Aujourd’hui (et depuis toujours), les services secrets français cherchent avant tout des personnes alliant des compétences techniques très précises et certains traits de caractères tels que la stabilité émotionnelle, la discrétion ou encore l’esprit patriotique.
Si l’on se rend sur le tout nouveau site de la DGSE on peut s’apercevoir que les « profils recherchés » sont assez variés, voire inattendus. En tête de liste figurent les métiers d’ingénieur informaticien, analyste programmeur, crypto-mathématicien mais également ceux de magasinier, standardiste, comptable et traducteur. La « boîte » recrute donc principalement dans les domaines scientifiques et techniques.
Deux voies d’entrée sont ensuite possibles pour intégrer ces services : la filière « intégrée » réservée aux personnel déjà militaire et le concours pour les civils (qui représentent 2/3 des effectifs).
Outre une connaissance aigue de son domaine, le futur agent devra en outre présenter des « qualités bien particulière » **. Pour cela, après avoir passé des épreuves théoriques similaires à un concours classique, le candidat sera soumis à des tests psychologiques durant une journée entière ainsi qu’à une étude poussée de son environnement familial. Appelée « enquête de moralité », cette étude de l’entourage du candidat vise à déterminer si, oui ou non, la personne est digne de confiance et donc apte à l’habilitation secret défense.
Devenir agent des services secrets n’est donc, certes, pas si simple mais finalement beaucoup plus accessible que l’on pouvait l’imaginer.
Mais alors, puisqu’il n’est pas si ardu de postuler au métier d’agent secret, pourquoi toujours aussi peu de candidats se présentent au concours chaque année ?
Des services secrets en manque d’agents et d’argent …

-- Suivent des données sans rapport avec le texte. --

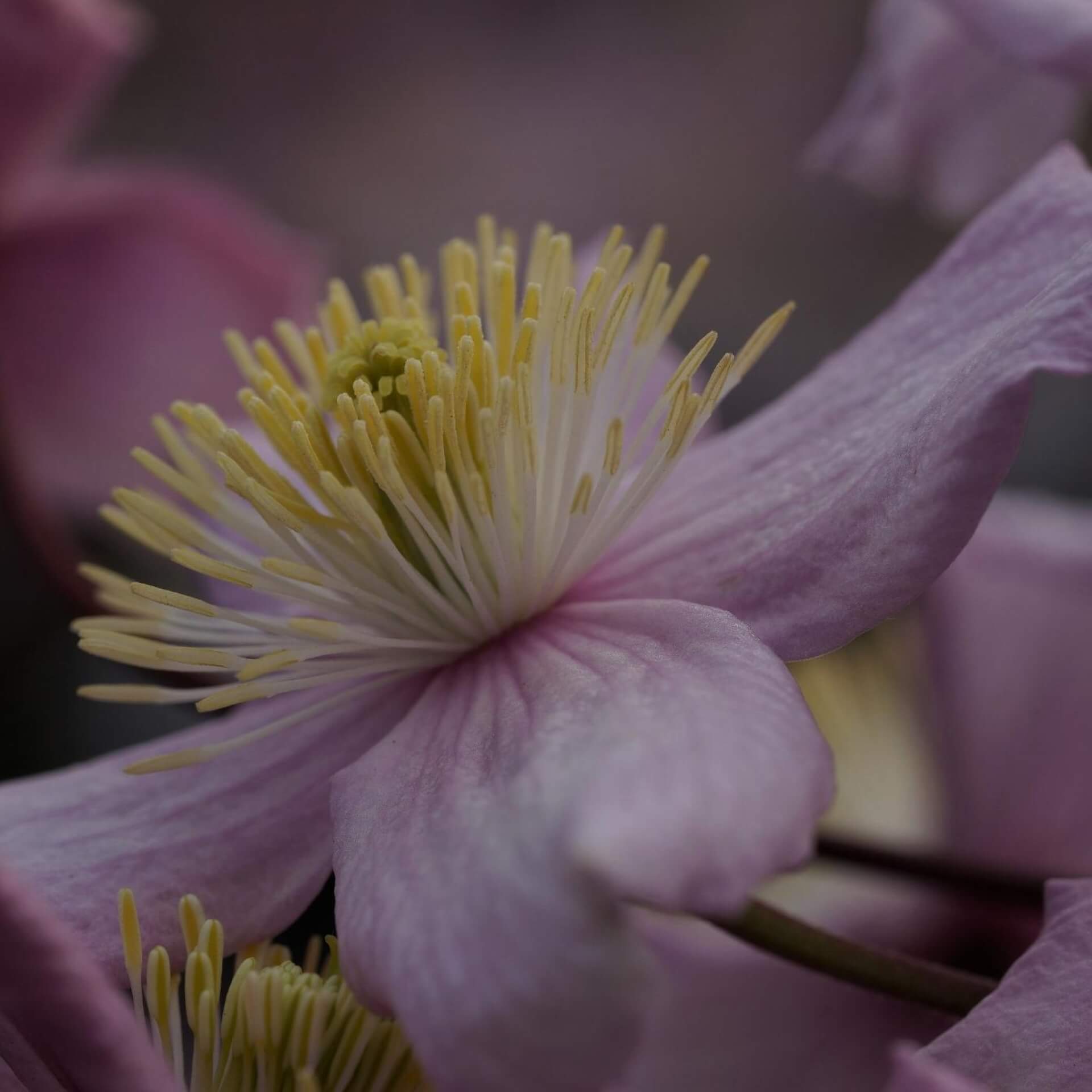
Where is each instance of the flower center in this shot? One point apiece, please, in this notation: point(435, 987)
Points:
point(396, 504)
point(279, 1025)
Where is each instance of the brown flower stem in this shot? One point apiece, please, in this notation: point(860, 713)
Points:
point(911, 980)
point(1014, 889)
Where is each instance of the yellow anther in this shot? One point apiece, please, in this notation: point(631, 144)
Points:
point(191, 916)
point(377, 352)
point(319, 628)
point(175, 600)
point(211, 942)
point(267, 665)
point(198, 980)
point(209, 567)
point(417, 498)
point(612, 457)
point(131, 946)
point(435, 434)
point(582, 496)
point(689, 365)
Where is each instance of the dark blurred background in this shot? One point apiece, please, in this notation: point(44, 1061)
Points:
point(379, 129)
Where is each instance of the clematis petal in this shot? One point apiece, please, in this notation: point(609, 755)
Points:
point(609, 752)
point(1051, 35)
point(840, 504)
point(21, 1066)
point(1010, 626)
point(115, 287)
point(1032, 1033)
point(55, 57)
point(64, 1005)
point(913, 1073)
point(248, 833)
point(725, 1015)
point(942, 111)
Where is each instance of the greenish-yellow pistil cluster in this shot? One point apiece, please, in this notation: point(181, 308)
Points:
point(377, 354)
point(411, 484)
point(278, 1028)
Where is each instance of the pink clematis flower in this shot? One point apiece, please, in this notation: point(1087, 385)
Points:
point(63, 1023)
point(956, 98)
point(278, 1024)
point(1006, 629)
point(545, 680)
point(115, 279)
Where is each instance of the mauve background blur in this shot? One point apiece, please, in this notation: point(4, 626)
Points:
point(382, 129)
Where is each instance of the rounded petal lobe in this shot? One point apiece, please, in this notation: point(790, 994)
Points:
point(1010, 628)
point(936, 111)
point(65, 1007)
point(55, 57)
point(1032, 1033)
point(115, 288)
point(485, 852)
point(247, 833)
point(840, 504)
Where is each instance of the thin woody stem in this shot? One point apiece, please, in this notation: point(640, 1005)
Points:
point(1015, 889)
point(911, 980)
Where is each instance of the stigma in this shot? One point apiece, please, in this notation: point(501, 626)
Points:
point(278, 1027)
point(409, 486)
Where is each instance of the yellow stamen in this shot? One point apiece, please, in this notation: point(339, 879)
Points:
point(281, 1025)
point(420, 498)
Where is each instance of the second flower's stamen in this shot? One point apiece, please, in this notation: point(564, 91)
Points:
point(279, 1027)
point(407, 497)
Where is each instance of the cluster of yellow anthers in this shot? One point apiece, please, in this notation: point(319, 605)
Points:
point(410, 498)
point(280, 1027)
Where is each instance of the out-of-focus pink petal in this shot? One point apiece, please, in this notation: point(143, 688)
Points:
point(729, 1016)
point(846, 499)
point(915, 1073)
point(1032, 1033)
point(63, 1004)
point(937, 113)
point(21, 1066)
point(609, 752)
point(248, 833)
point(1010, 630)
point(1051, 35)
point(115, 287)
point(56, 56)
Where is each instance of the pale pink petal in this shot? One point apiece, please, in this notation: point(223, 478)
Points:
point(248, 833)
point(726, 1016)
point(56, 57)
point(915, 1073)
point(1032, 1033)
point(937, 113)
point(606, 754)
point(1051, 35)
point(115, 287)
point(845, 500)
point(59, 999)
point(1010, 630)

Depuis plusieurs années déjà, la DGSE peine à recruter et beaucoup de postes restent vacants (80 pour l’année 2007) alors que le besoin se fait pourtant cruellement sentir. Comparé à d’autres pays comme l’Angleterre ou Israël, la France dispose d’effectifs très réduits et le nombre de personnes travaillant activement sur les dossiers dits « sensibles » se porterait à peine à 200.
Il faut dire que si l’Etat, et notamment Nicolas Sarkozy, avaient affiché la volonté de faire du renseignement une des priorités dans le domaine de la Défense, le budget alloué à la DGSE (principal service français) reste très faible, jusqu’à 3,5 fois moins élevé que celui de nos amis anglais. Concrètement, par exemple, en 2008, ce dernier s’élevait à 0,9% du budget de la Défense, représentant lui-même 2% du budget annuel global.
Autrement dit, les services secrets français manquent d’argent.
Est-pour cela qu’ils peinent tant à recruter ? En partie certainement…
En effet, difficile de paraître compétitif face à des entreprises privés qui, pour le même degré de compétence demandé, affichent des salaires bien supérieurs.
Comme le décrit un recruteur de la DGSE lors d’une interview accordée au site internet RUE89, un agent gagne « plus que dans l’Education Nationale mais moins qu’à Bercy ». Effectivement, le salaire moyen d’un agent des services secrets français se situerait dans les 3 000 euros mensuels.
Pour beaucoup d’agents interrogés, la « rétribution symbolique » serait un atout majeur à la volonté d’intégrer les services secrets. Plus que de l’argent, on viendrait alors chercher ici la satisfaction d’avoir participé à des opérations secrètes d’utilités publiques. Comme l’évoque cet agent déclarant solennellement « -Ici, on sert l’Etat, la République, l’intérêt général. C’est autre chose qu’une entreprise privée vouée à faire des bénéfices. »
« -Ici, on sert l’Etat, la République, l’intérêt général. C’est autre chose qu’une entreprise privée vouée à faire des bénéfices. »
Mais un autre problème est aujourd’hui pointé du doigt par les spécialistes : le manque de communication. En effet, malgré leur toute nouvelle politique d’ouverture, les services secrets français semblent avoir du mal à communiquer sur leurs activités ou tout du moins leur recrutement.
S’ils viennent tout récemment d’inaugurer leur nouveau site internet, accompagné d’un logo flambant neuf, l’arrière de la boutique semble en revanche avoir peu changé.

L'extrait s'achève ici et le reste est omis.